Évènements de sûreté de niveau 0

  • Le 25 novembre 2025, dans le cadre de la préparation d’une consignation sur la ligne Warande 1, les travaux de remplacement d’un sectionneur sont engagés. Après la réalisation des opérations prévues, les essais de manœuvre et de remontée d’alarmes sont effectués le 5 décembre 2025.
    Au cours de ces essais, une alarme apparaît en salle de commande. Les équipes de quart contactent les intervenants et envoient un technicien sur place pour diagnostic. Celui‑ci constate le déclenchement de protections électriques sur l’armoire concernée. Les protections sont réarmées peu après, permettant le retour à un fonctionnement normal.
    Cet événement n’a entraîné aucune conséquence sur la sûreté des installations, mais constitue un écart à nos règles d’exploitation. Il a été déclaré à l’Autorité de Sûreté Nucléaire et de Radioprotection (ASNR) le 19 décembre 2025, au niveau 0 de l’échelle INES, soit en dessous du seuil de classement.

 

  • Le 28 octobre 2025, l’unité de production n°1 est en phase de redémarrage dans le cadre de sa visite partielle. En fin de matinée, un intervenant engage les opérations permettant de remettre en service le circuit de refroidissement du réacteur.
    À 10h53, lors de l’activation de la première pompe, la pression du circuit primaire diminue brièvement avant de revenir à sa valeur nominale sous l’effet de la régulation.
    À 11h43, l’activation de la seconde pompe entraîne une nouvelle baisse de pression, cette fois plus rapide, jusqu’à passer sous 24 bars absolus, seuil minimal attendu dans ce domaine d’exploitation. Cette situation constitue un non‑respect de la prescription permanente imposant l’arrêt des pompes lorsque la pression du circuit primaire devient inférieure à ce seuil.
    L’intervenant ordonne immédiatement l’arrêt de la pompe, permettant au circuit de retrouver progressivement une pression conforme.
    À 19h17, après des contrôles confirmant l’absence de dégradation matérielle et l’identification de l’origine de la baisse de pression, la pompe primaire est de nouveau remise en service.
    Bien que cet écart n'ait pas eu de conséquence sur la sûreté de l’installation, sur l’environnement ou sur la santé du personnel, il a été déclaré à l’Autorité de Sûreté Nucléaire et de Radioprotection (ASNR) le 22 décembre 2025, au niveau 0 de l’échelle INES.

 

  • Le 19 décembre, l'unité N°5 est en production.
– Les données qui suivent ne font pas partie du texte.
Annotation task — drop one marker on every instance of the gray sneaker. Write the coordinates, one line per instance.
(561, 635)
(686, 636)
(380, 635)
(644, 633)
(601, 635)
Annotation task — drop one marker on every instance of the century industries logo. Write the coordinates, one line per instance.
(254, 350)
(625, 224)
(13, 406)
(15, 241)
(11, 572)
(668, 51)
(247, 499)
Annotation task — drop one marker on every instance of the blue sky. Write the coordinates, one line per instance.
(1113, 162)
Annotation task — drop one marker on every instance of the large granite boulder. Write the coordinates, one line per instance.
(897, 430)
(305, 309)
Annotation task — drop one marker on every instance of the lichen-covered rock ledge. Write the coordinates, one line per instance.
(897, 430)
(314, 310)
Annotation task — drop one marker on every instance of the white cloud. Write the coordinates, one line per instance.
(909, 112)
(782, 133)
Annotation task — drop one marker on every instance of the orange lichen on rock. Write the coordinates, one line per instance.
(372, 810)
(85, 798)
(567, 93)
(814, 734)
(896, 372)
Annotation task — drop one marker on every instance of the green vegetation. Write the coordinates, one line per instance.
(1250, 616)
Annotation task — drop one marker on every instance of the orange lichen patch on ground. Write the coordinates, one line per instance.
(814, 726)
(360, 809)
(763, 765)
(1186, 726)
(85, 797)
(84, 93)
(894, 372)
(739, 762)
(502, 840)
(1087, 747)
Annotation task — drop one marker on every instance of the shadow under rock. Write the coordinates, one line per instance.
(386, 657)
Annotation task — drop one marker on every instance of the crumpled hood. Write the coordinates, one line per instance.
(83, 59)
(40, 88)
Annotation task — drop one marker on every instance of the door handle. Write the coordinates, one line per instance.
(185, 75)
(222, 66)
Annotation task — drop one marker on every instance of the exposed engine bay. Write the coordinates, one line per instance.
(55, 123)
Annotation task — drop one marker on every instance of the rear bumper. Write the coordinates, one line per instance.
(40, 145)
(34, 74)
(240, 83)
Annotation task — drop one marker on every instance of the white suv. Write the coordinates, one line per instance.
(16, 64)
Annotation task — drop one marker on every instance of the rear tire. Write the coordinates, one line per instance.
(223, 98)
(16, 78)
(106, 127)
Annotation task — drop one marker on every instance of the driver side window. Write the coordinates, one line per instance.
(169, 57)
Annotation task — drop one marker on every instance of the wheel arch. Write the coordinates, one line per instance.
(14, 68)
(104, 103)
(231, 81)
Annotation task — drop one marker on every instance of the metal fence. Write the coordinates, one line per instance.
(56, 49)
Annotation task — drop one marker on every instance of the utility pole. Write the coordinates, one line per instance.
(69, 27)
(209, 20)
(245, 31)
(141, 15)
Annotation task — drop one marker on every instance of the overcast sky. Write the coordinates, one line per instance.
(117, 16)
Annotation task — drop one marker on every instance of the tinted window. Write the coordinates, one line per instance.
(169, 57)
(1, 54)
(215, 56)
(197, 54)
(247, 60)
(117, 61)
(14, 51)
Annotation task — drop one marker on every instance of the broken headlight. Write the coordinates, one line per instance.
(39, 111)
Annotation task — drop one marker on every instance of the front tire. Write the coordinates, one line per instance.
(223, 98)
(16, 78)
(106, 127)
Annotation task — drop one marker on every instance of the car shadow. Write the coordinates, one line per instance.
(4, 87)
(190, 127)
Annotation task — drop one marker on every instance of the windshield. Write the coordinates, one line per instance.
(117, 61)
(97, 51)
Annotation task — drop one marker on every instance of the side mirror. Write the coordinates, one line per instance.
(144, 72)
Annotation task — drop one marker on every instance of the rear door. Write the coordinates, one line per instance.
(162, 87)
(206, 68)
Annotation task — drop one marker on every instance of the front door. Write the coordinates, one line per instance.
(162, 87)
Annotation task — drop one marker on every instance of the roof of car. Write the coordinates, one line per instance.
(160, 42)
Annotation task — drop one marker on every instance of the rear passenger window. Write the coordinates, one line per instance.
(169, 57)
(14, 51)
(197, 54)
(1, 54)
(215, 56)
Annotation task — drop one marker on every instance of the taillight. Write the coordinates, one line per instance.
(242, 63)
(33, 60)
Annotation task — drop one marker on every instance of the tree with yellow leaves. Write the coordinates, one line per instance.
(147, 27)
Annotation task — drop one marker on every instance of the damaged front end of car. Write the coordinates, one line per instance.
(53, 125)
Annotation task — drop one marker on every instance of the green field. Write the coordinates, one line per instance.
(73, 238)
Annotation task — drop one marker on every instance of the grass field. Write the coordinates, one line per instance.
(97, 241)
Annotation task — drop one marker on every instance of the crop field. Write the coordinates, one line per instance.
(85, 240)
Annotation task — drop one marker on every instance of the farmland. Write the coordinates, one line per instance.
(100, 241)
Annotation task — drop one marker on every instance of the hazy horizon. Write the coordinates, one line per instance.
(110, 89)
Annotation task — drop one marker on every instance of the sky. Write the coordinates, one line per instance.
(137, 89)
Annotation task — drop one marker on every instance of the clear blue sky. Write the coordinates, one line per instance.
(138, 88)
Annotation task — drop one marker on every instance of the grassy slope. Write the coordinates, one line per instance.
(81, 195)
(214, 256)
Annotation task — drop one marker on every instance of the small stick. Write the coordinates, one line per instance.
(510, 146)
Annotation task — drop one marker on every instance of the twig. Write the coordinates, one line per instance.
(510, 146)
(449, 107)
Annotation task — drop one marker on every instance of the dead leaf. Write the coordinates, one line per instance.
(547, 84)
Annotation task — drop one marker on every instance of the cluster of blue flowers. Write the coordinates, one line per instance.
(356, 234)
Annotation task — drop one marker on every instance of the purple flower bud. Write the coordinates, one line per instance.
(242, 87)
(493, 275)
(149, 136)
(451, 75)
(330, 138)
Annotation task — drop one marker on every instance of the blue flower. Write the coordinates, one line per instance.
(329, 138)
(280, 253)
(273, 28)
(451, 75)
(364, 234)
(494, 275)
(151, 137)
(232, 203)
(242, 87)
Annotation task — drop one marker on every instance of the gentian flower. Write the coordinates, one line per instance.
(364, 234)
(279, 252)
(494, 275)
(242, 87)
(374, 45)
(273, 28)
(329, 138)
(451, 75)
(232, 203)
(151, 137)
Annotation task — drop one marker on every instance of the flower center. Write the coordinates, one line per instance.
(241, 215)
A 8h30, un agent du service Automatismes constate la non-réalisation d'un essai périodique sur la climatisation du local électrique d'un des 2 groupes électrogènes de secours de l'unité. Selon les règles d'exploitation, il aurait du être soldé avant le 15 décembre. Lancé à 10h40, l'essai est déclaré satisfaisant à 13h30. Cet écart, s'il n'a pas eu de conséquence sur la sureté des installations, a été déclaré le 23 décembre 2025 à l'Autorité de Sureté Nucléaire et de Radioprotection, au niveau 0, soit en dessous du seuil de l'échelle INES.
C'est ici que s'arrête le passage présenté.